Black Lives Matter

Hello all,

When Ned sent out the call for contributions to class notes, it occurred to me that there’s a lot more to talk about this time around beyond simply catching up with personal news, which I’m always glad to read. I suggested to Ned that most of us could write pages and pages about the horrors of racial injustice that have come back to haunt us all, but he and I agreed that that’s way beyond what could be jammed into class notes. So I said to him that I thought we should exchange our varying takes about what the recent events and the public responses to them mean to us, and what we perceive that this country can do, finally, to stamp out this blight, and perhaps what Nobles can do to participate meaningfully beyond simply stating what it stands for and against. Here’s a step in that direction.

It’s beyond shocking that we’ve waited so long to really face, thanks only to a video camera or two that happened to have been present when one life after another was casually snuffed out, how hard it is for a black person to live and thrive, the same way we privileged white people do, when simply driving while black, or walking while black, or breathing while black in the wrong place at the wrong time, risks one’s life, and when living in the polluted part of town, with inadequate access to health care and a decent education means perpetually facing drastically lower income and life expectancy than most of us enjoy. If we’re honest we have to acknowledge that it’s impossible to feel on a deep level how hard the daily struggle a black person faces. (Jimmy Kimmel gave a very provocative monologue about that recently.)

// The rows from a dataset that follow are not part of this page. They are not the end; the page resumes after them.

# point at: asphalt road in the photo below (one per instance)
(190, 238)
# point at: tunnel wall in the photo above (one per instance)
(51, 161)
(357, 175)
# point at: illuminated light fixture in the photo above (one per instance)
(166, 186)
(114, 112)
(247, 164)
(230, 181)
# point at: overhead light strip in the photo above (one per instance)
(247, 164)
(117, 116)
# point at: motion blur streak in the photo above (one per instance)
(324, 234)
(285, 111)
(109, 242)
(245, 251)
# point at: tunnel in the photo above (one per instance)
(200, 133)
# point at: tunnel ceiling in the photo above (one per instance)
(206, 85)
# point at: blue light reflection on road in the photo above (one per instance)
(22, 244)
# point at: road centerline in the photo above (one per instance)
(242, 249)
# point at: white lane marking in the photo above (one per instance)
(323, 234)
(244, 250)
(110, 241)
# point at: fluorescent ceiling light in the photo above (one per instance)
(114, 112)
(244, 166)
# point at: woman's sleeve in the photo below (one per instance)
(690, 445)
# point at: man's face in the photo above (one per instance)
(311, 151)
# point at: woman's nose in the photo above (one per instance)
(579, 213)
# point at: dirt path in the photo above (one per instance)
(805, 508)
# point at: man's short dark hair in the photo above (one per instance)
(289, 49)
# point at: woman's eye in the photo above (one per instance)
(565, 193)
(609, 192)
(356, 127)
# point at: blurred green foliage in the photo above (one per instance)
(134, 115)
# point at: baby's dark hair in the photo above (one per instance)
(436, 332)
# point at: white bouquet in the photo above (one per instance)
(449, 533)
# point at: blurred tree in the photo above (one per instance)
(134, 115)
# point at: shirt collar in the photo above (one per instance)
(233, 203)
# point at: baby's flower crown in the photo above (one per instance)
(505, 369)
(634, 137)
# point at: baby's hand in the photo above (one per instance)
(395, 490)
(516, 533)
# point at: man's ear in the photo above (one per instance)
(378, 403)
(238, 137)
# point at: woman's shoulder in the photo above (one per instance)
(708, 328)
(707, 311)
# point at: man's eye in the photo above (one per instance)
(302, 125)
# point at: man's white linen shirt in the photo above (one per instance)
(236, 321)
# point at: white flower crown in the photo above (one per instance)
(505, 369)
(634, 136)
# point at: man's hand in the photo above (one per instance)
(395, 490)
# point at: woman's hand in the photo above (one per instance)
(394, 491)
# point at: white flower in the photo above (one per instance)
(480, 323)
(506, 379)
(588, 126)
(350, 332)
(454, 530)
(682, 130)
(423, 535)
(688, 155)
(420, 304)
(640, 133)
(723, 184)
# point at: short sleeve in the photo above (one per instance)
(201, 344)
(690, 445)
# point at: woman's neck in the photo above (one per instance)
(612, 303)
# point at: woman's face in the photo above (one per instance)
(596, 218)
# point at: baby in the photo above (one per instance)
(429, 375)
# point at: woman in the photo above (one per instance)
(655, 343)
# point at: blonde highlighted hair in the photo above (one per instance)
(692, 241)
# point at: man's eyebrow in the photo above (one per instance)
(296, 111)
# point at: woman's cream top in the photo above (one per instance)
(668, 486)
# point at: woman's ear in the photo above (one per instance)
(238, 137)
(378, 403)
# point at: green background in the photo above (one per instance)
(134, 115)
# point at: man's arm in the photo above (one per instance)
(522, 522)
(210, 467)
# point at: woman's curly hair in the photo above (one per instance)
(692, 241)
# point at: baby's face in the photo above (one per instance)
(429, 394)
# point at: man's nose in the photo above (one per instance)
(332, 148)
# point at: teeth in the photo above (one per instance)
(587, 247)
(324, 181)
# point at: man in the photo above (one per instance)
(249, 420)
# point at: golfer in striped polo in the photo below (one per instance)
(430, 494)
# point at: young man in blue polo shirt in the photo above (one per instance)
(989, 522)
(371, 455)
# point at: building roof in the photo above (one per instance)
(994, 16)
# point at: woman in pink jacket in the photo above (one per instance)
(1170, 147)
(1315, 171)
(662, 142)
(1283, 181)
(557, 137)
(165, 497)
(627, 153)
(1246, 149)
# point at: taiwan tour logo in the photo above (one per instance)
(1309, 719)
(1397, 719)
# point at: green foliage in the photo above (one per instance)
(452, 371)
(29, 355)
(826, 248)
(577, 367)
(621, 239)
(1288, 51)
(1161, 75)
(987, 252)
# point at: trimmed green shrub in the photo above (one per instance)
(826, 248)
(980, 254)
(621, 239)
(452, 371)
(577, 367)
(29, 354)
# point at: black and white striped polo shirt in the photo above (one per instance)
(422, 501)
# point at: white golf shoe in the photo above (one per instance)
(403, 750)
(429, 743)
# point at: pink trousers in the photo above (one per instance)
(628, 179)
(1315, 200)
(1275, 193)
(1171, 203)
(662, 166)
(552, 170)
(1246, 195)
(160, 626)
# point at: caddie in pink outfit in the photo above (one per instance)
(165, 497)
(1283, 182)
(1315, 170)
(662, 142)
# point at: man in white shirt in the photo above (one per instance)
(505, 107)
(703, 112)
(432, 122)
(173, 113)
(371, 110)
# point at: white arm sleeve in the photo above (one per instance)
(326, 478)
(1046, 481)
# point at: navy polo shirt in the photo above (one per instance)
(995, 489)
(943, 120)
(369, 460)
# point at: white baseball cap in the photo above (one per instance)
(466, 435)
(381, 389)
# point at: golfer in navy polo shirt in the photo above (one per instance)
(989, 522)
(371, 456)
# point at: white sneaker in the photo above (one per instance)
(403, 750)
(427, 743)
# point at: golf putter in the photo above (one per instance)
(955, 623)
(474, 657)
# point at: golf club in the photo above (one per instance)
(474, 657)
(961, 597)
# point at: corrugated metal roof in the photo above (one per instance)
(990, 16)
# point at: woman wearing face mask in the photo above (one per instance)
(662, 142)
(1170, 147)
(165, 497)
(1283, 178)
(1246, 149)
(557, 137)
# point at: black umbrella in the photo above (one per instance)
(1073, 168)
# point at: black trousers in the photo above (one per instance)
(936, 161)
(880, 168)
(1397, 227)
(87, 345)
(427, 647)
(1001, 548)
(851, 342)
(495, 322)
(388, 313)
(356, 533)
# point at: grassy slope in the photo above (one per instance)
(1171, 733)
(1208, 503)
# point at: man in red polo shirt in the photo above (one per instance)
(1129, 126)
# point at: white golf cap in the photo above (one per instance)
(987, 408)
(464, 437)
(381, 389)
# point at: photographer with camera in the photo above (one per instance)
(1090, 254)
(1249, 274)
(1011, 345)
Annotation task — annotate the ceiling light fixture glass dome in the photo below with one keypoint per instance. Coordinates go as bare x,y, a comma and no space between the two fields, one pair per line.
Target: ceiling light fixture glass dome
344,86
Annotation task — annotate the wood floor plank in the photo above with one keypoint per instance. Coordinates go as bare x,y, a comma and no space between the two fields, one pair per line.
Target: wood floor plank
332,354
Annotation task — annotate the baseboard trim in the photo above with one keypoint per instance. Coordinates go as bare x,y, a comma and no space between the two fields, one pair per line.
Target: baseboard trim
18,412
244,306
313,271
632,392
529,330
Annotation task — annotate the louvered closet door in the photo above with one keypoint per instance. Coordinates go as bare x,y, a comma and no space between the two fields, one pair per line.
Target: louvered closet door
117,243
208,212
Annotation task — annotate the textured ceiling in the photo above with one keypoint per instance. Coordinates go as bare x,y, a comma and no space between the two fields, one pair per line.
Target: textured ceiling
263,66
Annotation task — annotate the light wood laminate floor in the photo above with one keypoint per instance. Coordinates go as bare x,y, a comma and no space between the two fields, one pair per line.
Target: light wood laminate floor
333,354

Most of us have recognized the inequities and have expressed horror and sympathy when other examples of brutality and deprivation of basic needs have surfaced in the news, and then, when the news cycle turned elsewhere, frankly lost focus and turned our own attention elsewhere. Perhaps the current administration’s quintessentially cynical, defensive response to the recent protests is a good thing if it makes us all angry enough and embarrassed enough by our country’s failure to live up to its highest principles to actually pay attention and do something constructive.

So I would like to hear what you all think about what can actually be done during the next year, both through personal efforts you may be planning and by Nobles, to finally set the ship of state permanently on the right course with regard to racial justice. I’ve read about dozens of ideas but confess to indecision about where to put the energy. Certainly voting rights efforts have to be way high on the list, but I haven’t yet found a good venue to dig in and contribute with in person lobbying and legal efforts, other than to send dollars to Common Cause and other voting rights groups.

As for what Nobles can do, I’d like to learn a lot about what the school has accomplished to increase minority enrollment and financial support so far, and how it plans to respond to this crisis and boost its efforts in the future.

Where does it stand in relation to other ISL schools around Boston? Plucking a few deserving students from minority communities and giving them the platform to succeed is certainly a good thing, and of course is many light years away beyond where the school was when we attended.

But how does that effort jibe with the acute need to radically boost the resources that all Boston public schools need in order to raise all the boats?

Would doubling or tripling the amount of scholarships available, while cutting back on one or more optional offerings, make a difference?

And as long as we’re on the topic, what’s the role of private education for the few in the future, when it’s so easy now for cynical bloggers to flood the internet with pure , unadulterated crap and manipulate a vast number of voters who never received enough education to think critically and distill facts from fiction?

Enough of this rant for now, but I do hope we can talk back and forth and learn from the conversation.